Cellular distribution of Lysyl-tRNA synthetase and its interaction with Gag during human immunodeficiency virus type 1 assembly.
Article Details
- CitationCopy to clipboard
Halwani R, Cen S, Javanbakht H, Saadatmand J, Kim S, Shiba K, Kleiman L
Cellular distribution of Lysyl-tRNA synthetase and its interaction with Gag during human immunodeficiency virus type 1 assembly.

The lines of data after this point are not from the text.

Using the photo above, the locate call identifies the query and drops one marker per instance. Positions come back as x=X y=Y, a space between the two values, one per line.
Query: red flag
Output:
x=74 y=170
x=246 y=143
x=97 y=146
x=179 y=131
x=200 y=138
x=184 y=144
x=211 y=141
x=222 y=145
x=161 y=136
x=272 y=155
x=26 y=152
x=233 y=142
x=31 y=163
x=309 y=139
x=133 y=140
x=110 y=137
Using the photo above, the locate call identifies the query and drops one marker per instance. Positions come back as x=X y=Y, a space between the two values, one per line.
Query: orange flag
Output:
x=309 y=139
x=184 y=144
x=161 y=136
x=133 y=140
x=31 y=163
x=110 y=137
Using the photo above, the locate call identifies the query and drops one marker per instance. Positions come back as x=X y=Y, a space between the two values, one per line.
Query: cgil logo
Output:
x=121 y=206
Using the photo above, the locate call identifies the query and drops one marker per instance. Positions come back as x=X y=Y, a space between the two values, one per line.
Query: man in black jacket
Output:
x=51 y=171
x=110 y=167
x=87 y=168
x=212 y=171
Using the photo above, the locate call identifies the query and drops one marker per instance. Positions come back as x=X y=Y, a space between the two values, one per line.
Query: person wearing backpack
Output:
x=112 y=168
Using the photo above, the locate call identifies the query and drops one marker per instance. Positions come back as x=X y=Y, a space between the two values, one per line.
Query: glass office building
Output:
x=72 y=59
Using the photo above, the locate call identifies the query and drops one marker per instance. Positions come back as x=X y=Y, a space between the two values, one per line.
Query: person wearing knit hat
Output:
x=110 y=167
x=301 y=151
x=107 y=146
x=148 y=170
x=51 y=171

J Virol. 2004 Jul;78(14):7553-64.
- PubMed ID
- 15220430 [ View in PubMed]
- Abstract
Lysyl-tRNA synthetase (LysRS) is packaged into human immunodeficiency virus type 1 (HIV-1) via its interaction with Gag, and this enzyme facilitates the selective packaging of tRNA(3)(Lys), the primer for initiating reverse transcription, into HIV-1. The Gag/LysRS interaction is detected at detergent-resistant membrane but not in membrane-free cell compartments that contain Gag and LysRS. LysRS is found (i). in the nucleus, (ii). in a cytoplasmic high-molecular-weight aminoacyl-tRNA synthetase complex (HMW aaRS complex), (iii). in mitochondria, and (iv). associated with plasma membrane. The cytoplasmic form of LysRS lacking the mitochondrial import signal was previously shown to be efficiently packaged into virions, and in this report we also show that LysRS compartments in nuclei, in the HMW aaRS complex, and at the membrane are also not required as a primary source for viral LysRS. Exogenous mutant LysRS species unable to either enter the nucleus or bind to the cell membrane are still incorporated into virions. Many HMW aaRS components are not packaged into the virion along with LysRS, and the interaction of LysRS with p38, a protein that binds tightly to LysRS in the HMW aaRS complex, is not required for the incorporation of LysRS into virions. These data indicate that newly synthesized LysRS may interact rapidly with Gag before the enzyme has the opportunity to move to the above-mentioned cellular compartments. In confirmation of this idea, we found that newly synthesized LysRS is associated with Gag after a 10-min pulse with [(35)S]cysteine/methionine. This observation is also supported by previous work indicating that the incorporation of LysRS into HIV-1 is very sensitive to the inhibition of new synthesis of LysRS.